Mary Lattimore is a classically trained harpist who was born in Asheville and spent some time in the Triangle before relocating to Los Angeles. Ever since she was first fooled by an AI-generated video she saw online, she has been fed up with the way people use AI technology.

“There was a video of a rescue dog coming up and choosing someone to adopt,” she said. “I was so fooled by this, where a man and a dog looked into each other’s eyes and formed a deep soul connection. At first I was hooked, but when I found out it was AI, I hated it.”

Speaking more specifically about music, Lattimore says that human imperfection is an inherent part of music and art that AI cannot imitate.

“You think about mistakes, you think about the sound of your breath, the sound of the harp strings resonating with the wood. You can’t recreate that.”

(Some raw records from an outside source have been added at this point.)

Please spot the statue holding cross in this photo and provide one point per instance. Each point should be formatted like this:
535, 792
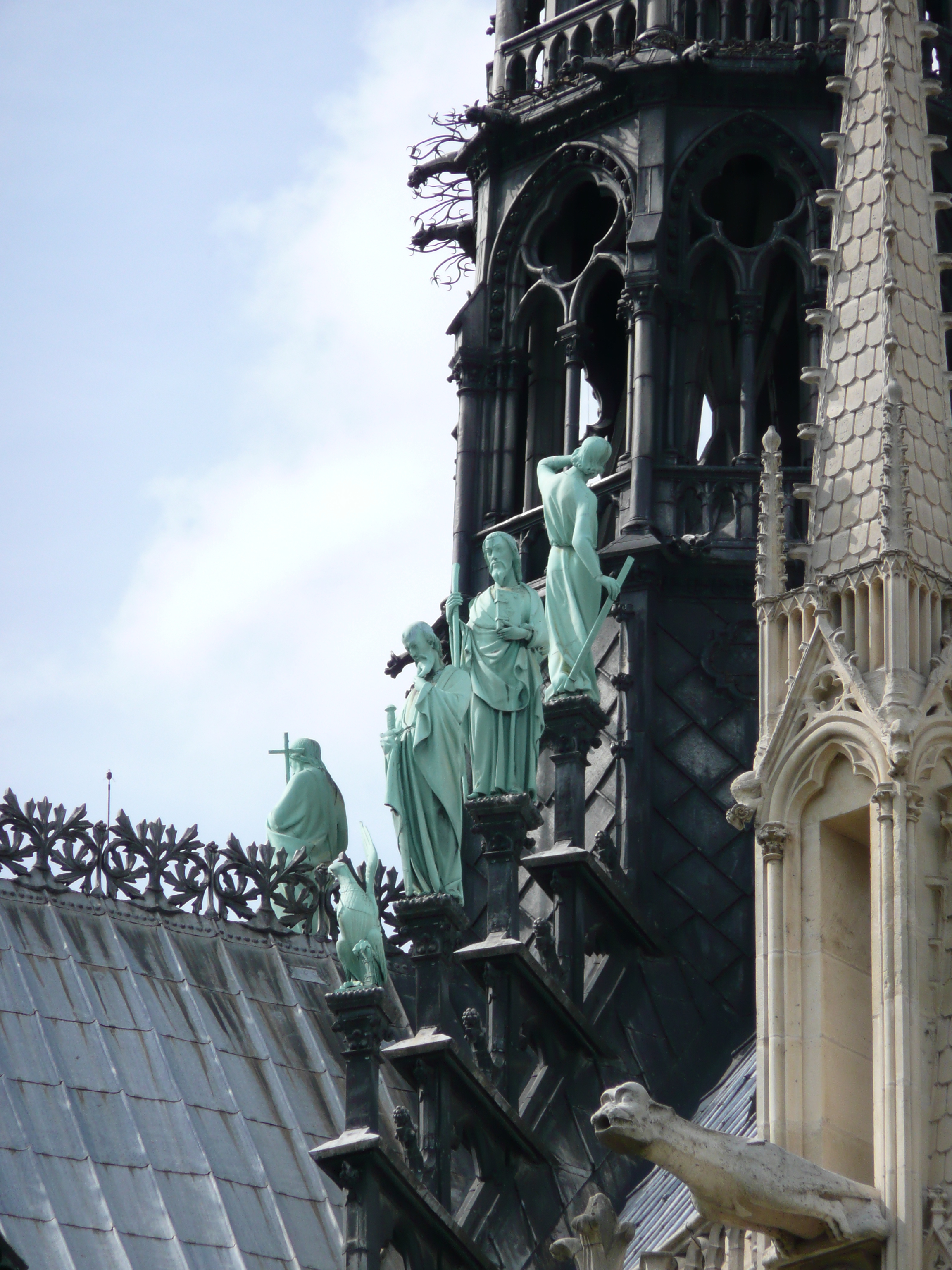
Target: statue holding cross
312, 809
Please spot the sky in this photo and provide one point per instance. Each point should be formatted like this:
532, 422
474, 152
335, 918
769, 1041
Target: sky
228, 466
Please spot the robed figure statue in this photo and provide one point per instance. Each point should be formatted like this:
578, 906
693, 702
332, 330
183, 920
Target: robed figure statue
426, 765
574, 578
312, 809
502, 647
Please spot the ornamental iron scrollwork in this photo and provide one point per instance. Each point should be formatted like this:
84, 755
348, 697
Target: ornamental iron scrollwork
154, 867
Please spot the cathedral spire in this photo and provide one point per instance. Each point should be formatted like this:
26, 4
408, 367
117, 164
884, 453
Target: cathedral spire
881, 466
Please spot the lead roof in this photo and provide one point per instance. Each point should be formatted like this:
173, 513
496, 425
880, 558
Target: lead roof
163, 1082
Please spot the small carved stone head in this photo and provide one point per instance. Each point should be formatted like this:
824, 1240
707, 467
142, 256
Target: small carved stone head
625, 1122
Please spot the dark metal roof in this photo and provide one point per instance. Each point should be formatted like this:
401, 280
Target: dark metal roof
662, 1206
162, 1081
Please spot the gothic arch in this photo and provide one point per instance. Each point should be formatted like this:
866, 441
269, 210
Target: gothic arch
550, 181
804, 771
744, 134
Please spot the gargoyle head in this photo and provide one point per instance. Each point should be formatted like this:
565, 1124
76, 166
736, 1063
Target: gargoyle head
626, 1122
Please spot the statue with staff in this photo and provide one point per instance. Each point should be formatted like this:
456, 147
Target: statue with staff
310, 813
574, 578
426, 768
502, 646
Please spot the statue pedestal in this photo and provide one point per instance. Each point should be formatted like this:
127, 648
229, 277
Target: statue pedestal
503, 821
359, 1018
433, 924
573, 727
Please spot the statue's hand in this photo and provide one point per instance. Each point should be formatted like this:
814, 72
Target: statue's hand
611, 585
513, 633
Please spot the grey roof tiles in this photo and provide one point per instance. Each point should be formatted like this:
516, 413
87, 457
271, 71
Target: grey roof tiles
160, 1088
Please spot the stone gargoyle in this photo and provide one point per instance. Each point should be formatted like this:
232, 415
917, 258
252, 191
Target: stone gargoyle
750, 1185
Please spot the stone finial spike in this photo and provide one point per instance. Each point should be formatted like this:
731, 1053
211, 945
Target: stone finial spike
771, 559
881, 464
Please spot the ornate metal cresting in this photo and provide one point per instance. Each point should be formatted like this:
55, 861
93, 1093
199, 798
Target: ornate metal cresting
153, 865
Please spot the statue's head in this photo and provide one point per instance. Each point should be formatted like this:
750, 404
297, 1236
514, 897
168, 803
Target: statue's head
339, 869
305, 754
626, 1121
423, 646
502, 556
592, 456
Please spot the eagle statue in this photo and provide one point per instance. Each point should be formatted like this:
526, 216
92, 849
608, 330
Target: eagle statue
361, 939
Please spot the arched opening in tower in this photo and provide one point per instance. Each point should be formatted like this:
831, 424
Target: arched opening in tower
606, 358
583, 220
748, 200
712, 370
543, 412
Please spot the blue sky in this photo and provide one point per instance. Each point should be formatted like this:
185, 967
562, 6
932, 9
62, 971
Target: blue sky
228, 465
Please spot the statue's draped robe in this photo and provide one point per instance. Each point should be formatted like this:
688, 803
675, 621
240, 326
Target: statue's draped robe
506, 713
310, 814
426, 773
573, 596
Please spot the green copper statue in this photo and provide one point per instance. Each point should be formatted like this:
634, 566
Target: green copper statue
502, 647
361, 940
574, 578
312, 809
426, 766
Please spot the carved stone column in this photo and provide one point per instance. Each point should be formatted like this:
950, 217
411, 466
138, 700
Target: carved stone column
433, 924
573, 726
505, 822
574, 337
772, 839
359, 1018
638, 308
469, 370
514, 370
750, 312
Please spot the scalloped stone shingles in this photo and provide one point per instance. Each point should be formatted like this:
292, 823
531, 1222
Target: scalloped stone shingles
850, 455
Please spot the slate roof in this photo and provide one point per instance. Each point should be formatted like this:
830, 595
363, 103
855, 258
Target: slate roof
662, 1206
162, 1081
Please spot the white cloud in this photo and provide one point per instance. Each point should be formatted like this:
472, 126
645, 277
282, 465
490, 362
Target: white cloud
276, 583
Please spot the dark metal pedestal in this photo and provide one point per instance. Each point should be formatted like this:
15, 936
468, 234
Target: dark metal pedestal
385, 1202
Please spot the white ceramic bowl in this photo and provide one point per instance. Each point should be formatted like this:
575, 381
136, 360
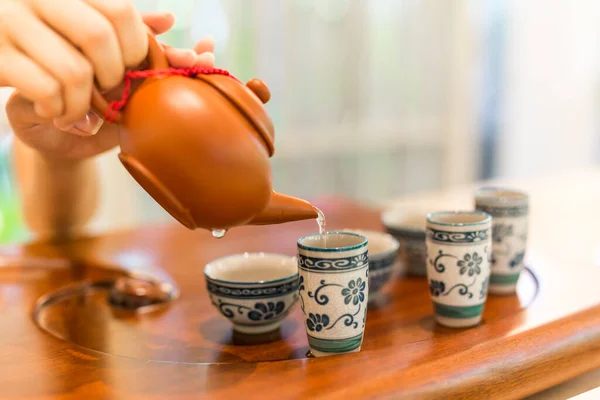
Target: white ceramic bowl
254, 291
383, 253
408, 227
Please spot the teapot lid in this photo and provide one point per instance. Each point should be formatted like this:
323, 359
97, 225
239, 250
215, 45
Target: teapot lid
249, 100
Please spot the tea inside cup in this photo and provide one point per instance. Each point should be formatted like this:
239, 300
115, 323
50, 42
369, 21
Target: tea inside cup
332, 241
254, 291
251, 268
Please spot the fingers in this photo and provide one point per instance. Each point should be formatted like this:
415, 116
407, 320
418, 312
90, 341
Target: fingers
205, 60
158, 23
129, 27
180, 58
19, 71
69, 67
91, 32
202, 56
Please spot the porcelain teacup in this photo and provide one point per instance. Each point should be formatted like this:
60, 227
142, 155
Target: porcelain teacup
254, 291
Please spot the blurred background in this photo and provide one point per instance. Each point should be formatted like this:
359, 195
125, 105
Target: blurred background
376, 99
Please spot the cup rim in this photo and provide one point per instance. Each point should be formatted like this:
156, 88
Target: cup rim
487, 218
363, 243
248, 255
485, 194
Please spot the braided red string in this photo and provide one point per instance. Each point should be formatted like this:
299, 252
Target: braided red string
115, 106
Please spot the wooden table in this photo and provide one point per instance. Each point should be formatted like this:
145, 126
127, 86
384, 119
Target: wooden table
547, 334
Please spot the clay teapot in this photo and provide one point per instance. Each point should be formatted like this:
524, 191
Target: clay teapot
200, 146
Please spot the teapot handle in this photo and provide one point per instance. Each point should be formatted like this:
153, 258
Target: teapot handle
157, 60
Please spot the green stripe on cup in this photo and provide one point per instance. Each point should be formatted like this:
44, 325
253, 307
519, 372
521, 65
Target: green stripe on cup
458, 312
335, 345
496, 279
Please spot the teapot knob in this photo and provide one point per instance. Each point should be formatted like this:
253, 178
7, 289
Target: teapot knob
260, 89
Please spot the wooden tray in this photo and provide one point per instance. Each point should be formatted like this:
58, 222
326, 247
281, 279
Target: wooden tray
548, 333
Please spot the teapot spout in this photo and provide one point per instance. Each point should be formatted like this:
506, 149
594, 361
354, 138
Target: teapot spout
283, 208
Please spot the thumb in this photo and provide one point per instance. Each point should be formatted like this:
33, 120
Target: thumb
158, 22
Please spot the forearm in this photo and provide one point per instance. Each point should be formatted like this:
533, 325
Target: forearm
59, 196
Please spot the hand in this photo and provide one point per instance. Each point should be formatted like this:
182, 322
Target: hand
39, 42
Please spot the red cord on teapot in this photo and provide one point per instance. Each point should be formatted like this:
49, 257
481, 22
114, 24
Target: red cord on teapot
115, 106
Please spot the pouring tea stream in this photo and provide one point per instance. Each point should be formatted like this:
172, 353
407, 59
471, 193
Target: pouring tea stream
198, 141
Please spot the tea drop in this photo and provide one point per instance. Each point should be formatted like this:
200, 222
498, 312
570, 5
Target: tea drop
320, 221
219, 233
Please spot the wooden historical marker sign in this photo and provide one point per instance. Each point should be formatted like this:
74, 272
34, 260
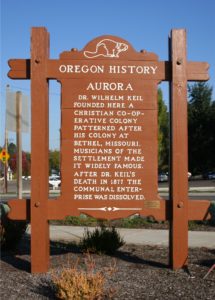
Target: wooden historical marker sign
109, 129
109, 137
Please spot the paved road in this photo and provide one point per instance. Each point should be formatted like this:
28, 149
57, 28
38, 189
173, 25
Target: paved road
135, 236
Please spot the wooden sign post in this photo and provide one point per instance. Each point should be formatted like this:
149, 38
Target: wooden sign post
109, 141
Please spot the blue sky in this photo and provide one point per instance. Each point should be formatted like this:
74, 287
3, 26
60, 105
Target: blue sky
72, 24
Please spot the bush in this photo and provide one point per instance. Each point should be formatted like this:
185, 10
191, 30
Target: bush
101, 240
11, 231
77, 284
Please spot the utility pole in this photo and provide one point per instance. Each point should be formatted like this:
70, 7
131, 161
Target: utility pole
19, 143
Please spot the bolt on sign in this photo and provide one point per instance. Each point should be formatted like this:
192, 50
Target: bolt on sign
4, 156
109, 137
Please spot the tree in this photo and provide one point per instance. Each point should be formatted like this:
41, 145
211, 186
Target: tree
201, 128
163, 133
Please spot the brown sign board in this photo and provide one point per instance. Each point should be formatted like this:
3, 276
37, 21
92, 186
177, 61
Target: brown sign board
109, 137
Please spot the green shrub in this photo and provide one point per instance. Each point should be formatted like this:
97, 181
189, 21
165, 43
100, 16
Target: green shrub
11, 231
101, 240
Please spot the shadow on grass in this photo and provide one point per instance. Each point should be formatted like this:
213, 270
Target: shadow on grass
20, 257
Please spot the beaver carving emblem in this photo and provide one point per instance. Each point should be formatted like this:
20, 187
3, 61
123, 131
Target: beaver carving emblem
107, 48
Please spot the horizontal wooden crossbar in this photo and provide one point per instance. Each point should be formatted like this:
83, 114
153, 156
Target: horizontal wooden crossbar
20, 209
20, 69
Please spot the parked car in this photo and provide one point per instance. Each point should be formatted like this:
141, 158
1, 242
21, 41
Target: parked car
162, 177
209, 175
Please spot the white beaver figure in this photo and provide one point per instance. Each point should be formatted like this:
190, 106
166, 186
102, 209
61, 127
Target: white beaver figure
107, 48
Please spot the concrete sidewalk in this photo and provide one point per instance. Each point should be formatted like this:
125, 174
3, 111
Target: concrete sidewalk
135, 236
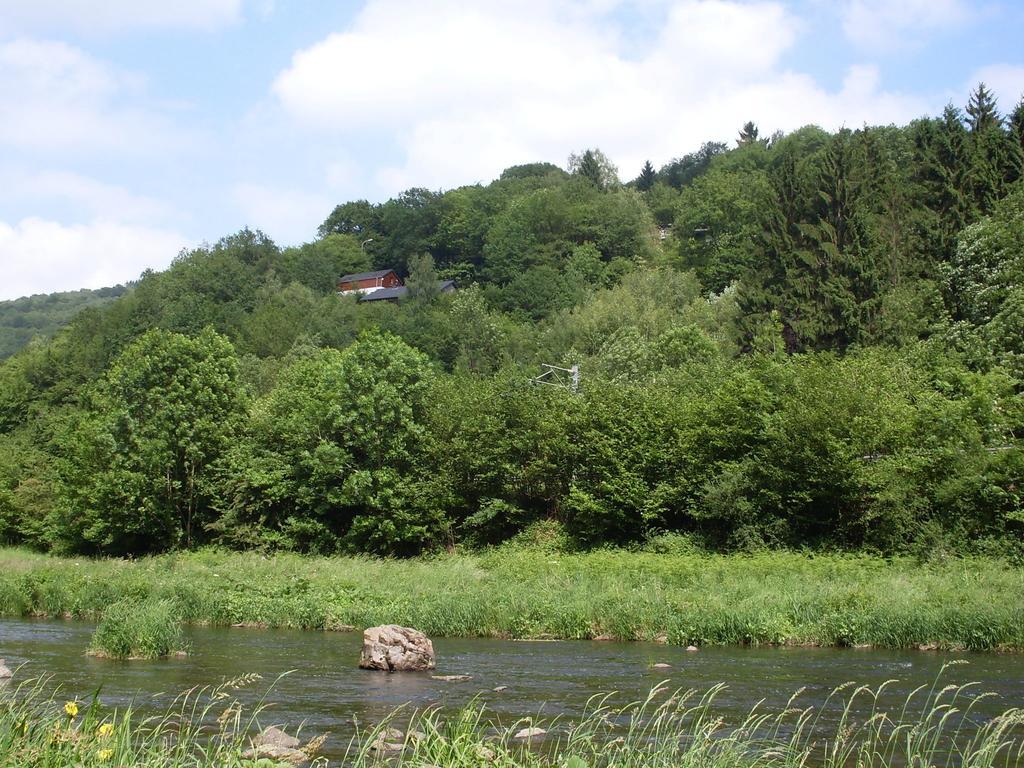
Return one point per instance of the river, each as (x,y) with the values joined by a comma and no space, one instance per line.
(327,691)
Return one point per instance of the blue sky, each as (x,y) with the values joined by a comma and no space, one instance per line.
(131,129)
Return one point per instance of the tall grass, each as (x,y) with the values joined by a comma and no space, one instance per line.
(683,599)
(129,629)
(205,727)
(935,726)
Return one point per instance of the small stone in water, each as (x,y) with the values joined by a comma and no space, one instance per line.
(529,732)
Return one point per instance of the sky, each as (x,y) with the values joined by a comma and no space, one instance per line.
(132,129)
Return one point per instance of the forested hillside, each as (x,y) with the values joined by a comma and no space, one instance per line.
(811,340)
(31,316)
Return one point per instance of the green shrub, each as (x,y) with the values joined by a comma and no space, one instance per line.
(138,630)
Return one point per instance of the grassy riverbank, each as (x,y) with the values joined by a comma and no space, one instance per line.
(515,592)
(679,729)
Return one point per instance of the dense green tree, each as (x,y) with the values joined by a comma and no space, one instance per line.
(422,282)
(748,134)
(647,177)
(136,462)
(981,110)
(358,218)
(335,456)
(682,171)
(595,167)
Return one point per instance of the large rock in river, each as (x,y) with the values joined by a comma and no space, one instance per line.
(394,648)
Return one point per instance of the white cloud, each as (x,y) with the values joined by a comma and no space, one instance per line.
(888,25)
(41,256)
(466,91)
(1006,81)
(87,198)
(56,97)
(289,216)
(104,15)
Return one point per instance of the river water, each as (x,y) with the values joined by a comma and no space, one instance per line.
(328,692)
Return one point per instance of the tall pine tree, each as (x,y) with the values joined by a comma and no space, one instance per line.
(981,110)
(647,177)
(748,134)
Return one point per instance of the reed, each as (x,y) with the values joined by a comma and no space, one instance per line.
(679,598)
(205,727)
(937,725)
(134,630)
(681,728)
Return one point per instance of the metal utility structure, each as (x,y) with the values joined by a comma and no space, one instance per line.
(563,378)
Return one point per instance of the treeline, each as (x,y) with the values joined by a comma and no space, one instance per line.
(810,340)
(42,315)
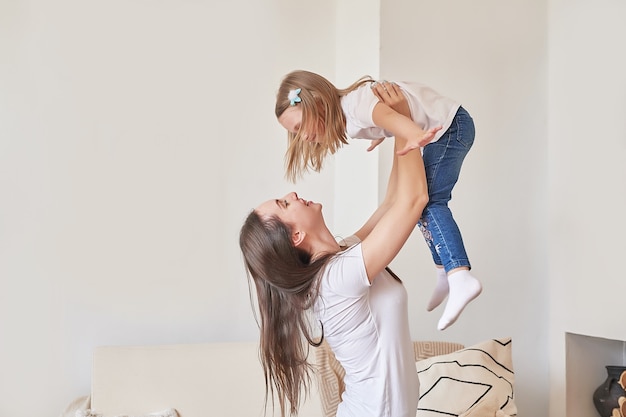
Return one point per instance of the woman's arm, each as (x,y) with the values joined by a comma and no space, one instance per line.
(387,230)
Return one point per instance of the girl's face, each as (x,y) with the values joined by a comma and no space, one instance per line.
(293,211)
(291,119)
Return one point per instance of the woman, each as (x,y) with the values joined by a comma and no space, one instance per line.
(297,265)
(319,118)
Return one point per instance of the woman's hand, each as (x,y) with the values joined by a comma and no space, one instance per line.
(420,141)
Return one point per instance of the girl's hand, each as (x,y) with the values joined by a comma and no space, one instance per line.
(374,144)
(420,141)
(390,94)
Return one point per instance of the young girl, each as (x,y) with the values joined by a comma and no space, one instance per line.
(319,118)
(296,265)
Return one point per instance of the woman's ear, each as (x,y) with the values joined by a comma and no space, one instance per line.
(297,238)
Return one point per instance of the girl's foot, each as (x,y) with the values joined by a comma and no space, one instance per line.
(463,289)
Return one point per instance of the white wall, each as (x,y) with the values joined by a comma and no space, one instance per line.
(587,150)
(491,56)
(134,138)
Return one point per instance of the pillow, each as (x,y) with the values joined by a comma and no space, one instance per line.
(472,382)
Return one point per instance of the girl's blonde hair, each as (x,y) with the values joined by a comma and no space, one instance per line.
(321,105)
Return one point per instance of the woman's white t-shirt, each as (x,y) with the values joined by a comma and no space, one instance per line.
(366,326)
(428,109)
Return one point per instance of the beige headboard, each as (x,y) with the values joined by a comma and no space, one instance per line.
(197,380)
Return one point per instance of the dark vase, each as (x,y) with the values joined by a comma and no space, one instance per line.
(606,396)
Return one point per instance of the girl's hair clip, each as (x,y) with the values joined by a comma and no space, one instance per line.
(294,96)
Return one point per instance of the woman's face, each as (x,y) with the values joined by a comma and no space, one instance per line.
(293,211)
(291,119)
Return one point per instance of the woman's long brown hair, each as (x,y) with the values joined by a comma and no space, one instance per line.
(286,282)
(321,105)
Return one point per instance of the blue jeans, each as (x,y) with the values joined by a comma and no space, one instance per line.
(443,160)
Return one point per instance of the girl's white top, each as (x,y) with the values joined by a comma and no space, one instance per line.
(428,109)
(367,327)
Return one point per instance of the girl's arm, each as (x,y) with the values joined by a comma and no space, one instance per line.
(391,94)
(391,224)
(389,119)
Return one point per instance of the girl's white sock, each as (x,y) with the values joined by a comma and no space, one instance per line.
(441,290)
(463,289)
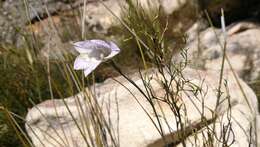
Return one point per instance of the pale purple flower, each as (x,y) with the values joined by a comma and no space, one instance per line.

Lattimore, a professional harpist, says he spends a lot of time replacing the MIDI harp, an electronic version of the instrument, with the real thing in film scores. She says the harp is something that cannot yet be recreated with MIDI technology dating back to the early 1980s, so she hopes that fact remains with AI.

And when it comes to AI-generated music, Durham-based poet and hip-hop artist Charlette Ammons says she recently got into an argument with her family over a song created by an AI gospel artist.

“Everyone in the text thread was saying, ‘This song is beautiful,’ and I just said, ‘That’s AI,’ and they thought I was the devil,” Ammons said.

“Their response was, ‘Well, it’s still a beautiful song, so don’t worry about it.’ Gospel music is about testimony and the lived experience of struggle, and you’ve got this machine that imitates funk? That to me seems like it’s exploiting people’s lived experience.”

Percussionist and improvisational trio Setting Joe Westerlund has a similar opinion. “Creating music involves conflict, and that conflict leaves a personal mark on your work. If you don’t have that anymore, I don’t know what you do have.”

Jamie Fennelly, who plays synthesizer with Westerlund on Setting, is critical of the rise of AI-generated music, but says he has no intention of changing what he does.

“I think it’s up to the individual to decide what they’re trying to say with their work and whether they want to use technology,” he says. “My work uses a lot of technology that was unthinkable a few decades ago. As long as humans are creating the work, the work will remain human.”

Band Jamie Fennelly, Nathan Bowles, and Joe Westerlund set up at a coffee shop in Knoxville, Tennessee, during the 2026 Big Years Festival.

Band Jamie Fennelly, Nathan Bowles, and Joe Westerlund set up at a coffee shop in Knoxville, Tennessee, during the 2026 Big Years Festival.

Fennelly also said that better regulation is essential for the future of AI, as all forms of AI have a lot of potential.

“I feel like we’re all at the mercy of this thing that’s stepping on our necks. Until we get some laws in place that protect humans and start regulating businesses, it’s just going to be open for business.”